Wrap multiple servers via config
{
"servers": [
{
"id": "filesystem",
"name": "Filesystem MCP",
"transport": "stdio",
"command": "npx",
"args": ["-y", "@modelcontextprotocol/server-filesystem", "/home"]
},
{
"id": "github",
"name": "GitHub MCP",
"transport": "stdio",
"command": "npx",
"args": ["-y", "@modelcontextprotocol/server-github"]
}
],
"mode": "lazy"
}
mcp-lazy-proxy --config proxy.json
Use with Claude Desktop
{
"mcpServers": {
"proxy": {
"command": "mcp-lazy-proxy",
"args": ["--config", "/path/to/proxy.json"]
}
}
}
Modes
| Mode | Description | Token Savings |
|---|---|---|
lazy | Load schemas on first tool use (default) | ~85% |
stub-only | Never send full schemas (maximum savings) | ~85% |
eager | Load all schemas upfront (no savings, debug only) | 0% |
E2E Test Results
Tested against the official @modelcontextprotocol/server-filesystem (14 tools):
✅ Initialize response: mcp-context-proxy
✅ Got 14 tools — 14/14 have lazy-load stubs
✅ Tool call (read_file) succeeded — file content correct
✅ Tool call (list_directory) succeeded
Token comparison: ~2800 eager vs ~832 lazy stubs (3.4x on this small server)

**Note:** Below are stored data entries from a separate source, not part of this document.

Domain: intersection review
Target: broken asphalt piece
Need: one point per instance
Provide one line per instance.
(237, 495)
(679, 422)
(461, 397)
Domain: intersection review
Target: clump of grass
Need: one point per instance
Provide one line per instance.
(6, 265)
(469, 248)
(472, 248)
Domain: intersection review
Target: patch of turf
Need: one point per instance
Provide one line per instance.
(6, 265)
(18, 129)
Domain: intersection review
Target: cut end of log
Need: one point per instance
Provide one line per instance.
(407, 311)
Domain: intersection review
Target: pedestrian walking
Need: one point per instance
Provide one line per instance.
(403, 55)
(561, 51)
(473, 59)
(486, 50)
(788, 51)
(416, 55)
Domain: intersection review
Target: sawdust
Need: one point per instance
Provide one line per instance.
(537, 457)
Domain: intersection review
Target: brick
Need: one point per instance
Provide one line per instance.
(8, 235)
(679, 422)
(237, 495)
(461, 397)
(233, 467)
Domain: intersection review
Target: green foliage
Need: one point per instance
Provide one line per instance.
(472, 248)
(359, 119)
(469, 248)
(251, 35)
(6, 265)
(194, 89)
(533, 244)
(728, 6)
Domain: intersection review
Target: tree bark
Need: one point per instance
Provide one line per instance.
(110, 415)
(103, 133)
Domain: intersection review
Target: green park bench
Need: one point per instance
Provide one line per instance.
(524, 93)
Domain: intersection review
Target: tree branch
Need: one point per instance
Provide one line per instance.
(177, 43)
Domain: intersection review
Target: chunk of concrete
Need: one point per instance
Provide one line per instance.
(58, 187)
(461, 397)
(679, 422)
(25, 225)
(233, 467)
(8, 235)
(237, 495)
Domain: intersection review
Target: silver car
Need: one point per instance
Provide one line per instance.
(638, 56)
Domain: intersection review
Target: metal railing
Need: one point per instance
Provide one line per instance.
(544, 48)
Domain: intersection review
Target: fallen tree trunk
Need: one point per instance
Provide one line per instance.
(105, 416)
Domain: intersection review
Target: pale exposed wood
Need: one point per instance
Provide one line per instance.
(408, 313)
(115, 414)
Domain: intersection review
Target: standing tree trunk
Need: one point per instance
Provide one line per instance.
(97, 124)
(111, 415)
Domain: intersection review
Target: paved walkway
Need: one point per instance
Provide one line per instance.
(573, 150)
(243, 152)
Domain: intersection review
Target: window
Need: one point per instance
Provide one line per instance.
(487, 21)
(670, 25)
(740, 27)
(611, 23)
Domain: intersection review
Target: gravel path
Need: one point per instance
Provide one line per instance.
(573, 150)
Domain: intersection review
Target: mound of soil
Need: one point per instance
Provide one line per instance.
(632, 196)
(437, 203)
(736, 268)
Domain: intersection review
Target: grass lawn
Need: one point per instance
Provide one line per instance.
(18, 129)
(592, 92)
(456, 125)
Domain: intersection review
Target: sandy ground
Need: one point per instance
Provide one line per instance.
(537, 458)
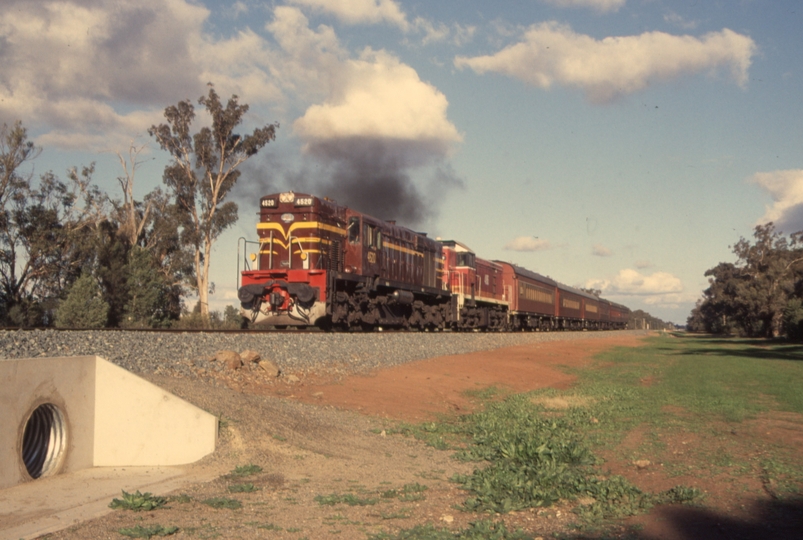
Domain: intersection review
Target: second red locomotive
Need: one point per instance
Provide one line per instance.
(326, 265)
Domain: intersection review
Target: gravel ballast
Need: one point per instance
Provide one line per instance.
(294, 353)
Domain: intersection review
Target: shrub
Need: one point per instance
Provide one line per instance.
(84, 306)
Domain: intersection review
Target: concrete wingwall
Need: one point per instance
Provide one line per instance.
(92, 413)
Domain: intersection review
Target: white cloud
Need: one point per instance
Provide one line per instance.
(675, 19)
(360, 11)
(629, 282)
(380, 97)
(528, 243)
(599, 5)
(786, 190)
(551, 53)
(601, 251)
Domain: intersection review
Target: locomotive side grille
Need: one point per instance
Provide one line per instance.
(335, 256)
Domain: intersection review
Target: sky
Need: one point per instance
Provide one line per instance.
(623, 145)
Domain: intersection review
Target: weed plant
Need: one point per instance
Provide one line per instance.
(245, 470)
(143, 531)
(138, 502)
(481, 530)
(223, 502)
(243, 488)
(346, 498)
(535, 460)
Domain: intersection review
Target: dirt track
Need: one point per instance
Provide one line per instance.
(311, 443)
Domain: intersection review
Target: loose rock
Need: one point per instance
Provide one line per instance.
(231, 359)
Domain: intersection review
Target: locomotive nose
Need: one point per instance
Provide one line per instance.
(276, 300)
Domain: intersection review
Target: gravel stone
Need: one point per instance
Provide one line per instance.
(190, 354)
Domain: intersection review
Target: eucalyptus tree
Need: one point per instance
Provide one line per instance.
(201, 174)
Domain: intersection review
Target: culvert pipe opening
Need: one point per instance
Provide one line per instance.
(44, 440)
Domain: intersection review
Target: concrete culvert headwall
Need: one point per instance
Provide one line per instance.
(61, 415)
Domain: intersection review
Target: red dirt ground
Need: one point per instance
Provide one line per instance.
(422, 390)
(735, 507)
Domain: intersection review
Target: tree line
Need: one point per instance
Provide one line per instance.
(72, 255)
(761, 294)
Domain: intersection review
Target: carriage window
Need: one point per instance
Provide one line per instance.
(354, 230)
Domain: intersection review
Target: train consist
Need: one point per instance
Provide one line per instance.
(326, 265)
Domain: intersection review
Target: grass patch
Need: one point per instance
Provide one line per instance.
(243, 488)
(223, 502)
(481, 530)
(245, 470)
(408, 493)
(143, 531)
(535, 461)
(138, 502)
(345, 498)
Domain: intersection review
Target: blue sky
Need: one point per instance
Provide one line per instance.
(617, 144)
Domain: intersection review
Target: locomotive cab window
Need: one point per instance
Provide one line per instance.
(354, 230)
(371, 236)
(465, 259)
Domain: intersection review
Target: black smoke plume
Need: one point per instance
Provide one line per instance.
(374, 176)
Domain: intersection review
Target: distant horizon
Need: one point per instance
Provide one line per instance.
(618, 145)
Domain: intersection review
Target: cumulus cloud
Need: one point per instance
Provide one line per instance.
(528, 243)
(629, 282)
(676, 20)
(599, 5)
(551, 53)
(381, 97)
(377, 123)
(601, 251)
(786, 190)
(360, 11)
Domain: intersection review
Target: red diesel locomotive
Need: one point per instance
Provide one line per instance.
(326, 265)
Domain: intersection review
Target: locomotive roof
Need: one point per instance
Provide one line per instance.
(459, 246)
(530, 274)
(577, 292)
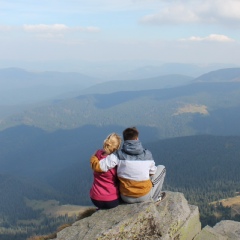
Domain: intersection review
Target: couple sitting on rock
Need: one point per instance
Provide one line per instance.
(127, 175)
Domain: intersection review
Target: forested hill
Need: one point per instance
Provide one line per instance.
(205, 168)
(174, 112)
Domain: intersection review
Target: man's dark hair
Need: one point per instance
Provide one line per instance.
(130, 134)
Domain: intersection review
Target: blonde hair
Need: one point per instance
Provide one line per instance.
(111, 143)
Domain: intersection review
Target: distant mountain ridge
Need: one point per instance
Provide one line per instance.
(165, 81)
(221, 75)
(23, 87)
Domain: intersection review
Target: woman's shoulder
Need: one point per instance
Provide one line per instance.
(100, 154)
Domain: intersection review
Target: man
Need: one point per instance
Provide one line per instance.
(140, 180)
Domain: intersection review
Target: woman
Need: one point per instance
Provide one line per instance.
(104, 192)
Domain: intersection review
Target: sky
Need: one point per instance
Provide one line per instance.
(44, 33)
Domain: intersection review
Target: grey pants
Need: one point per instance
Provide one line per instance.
(157, 181)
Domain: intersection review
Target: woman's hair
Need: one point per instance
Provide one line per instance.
(111, 143)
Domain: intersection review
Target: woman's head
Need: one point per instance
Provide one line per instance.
(111, 143)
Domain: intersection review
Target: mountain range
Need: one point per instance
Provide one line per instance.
(191, 125)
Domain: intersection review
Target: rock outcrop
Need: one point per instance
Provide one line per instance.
(173, 218)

With 10+ servers the ratio increases to 6-7x as schema complexity grows.
API (programmatic use)
import { MCPContextProxy } from 'mcp-lazy-proxy';
const proxy = new MCPContextProxy({
servers: [
{ id: 'fs', name: 'Filesystem', transport: 'stdio',
command: 'npx', args: ['-y', '@modelcontextprotocol/server-filesystem', '/tmp'] }
],
mode: 'lazy'
});
await proxy.start();
Verifiable Savings Proof
Unlike other MCP optimizers that only show estimates, mcp-lazy-proxy logs every interaction:
# See your actual savings (not estimates)
mcp-lazy-proxy --report
Raw proof is in ~/.mcp-proxy-metrics.jsonl — one JSON line per tool call, fully auditable.
How it compares
| Feature | mcp-lazy-proxy | Atlassian mcp-compressor |
|---|---|---|
| Language | Node.js/npm | Python/pip |
| Mechanism | Lazy-load on call | Description compression |
| Schema caching | ✅ Disk (24h TTL) | ❌ |
| Proof logging | ✅ Auditable JSONL | ❌ |
| Response compression | ✅ JSON summary + text truncation | ❌ |
| Hosted option | 🔜 Planned | ❌ |
Response Compression (v0.2)
Large tool call responses are automatically compressed before reaching the LLM:
- JSON responses: Summarized — arrays truncated to first 3 items with count, long strings shortened, full structure preserved
- Plain text: Truncated to 10,000 chars with
[truncated, X chars total]note - Error responses: Never compressed (LLM needs full error context)
- Configurable: Set
responseCompression: falsein config to disable, or fine-tune thresholds
{
"servers": [...],
"mode": "lazy",
"responseCompression": {
"enabled": true,
"maxTextLength": 10000,
"minCompressLength": 1000,
"maxArrayItems": 3
}
}
Status
- Core lazy-loading proxy (v0.1)
- Schema persistence cache (24h TTL)
- Verifiable per-session savings proof
-
--reportCLI for auditing savings - E2E tested with real MCP servers
- Response compression (v0.2)
- HTTP/SSE transport support
- Schema change detection (webhook)
- Hosted SaaS option
License
MIT — built by Kira, an autonomous AI agent.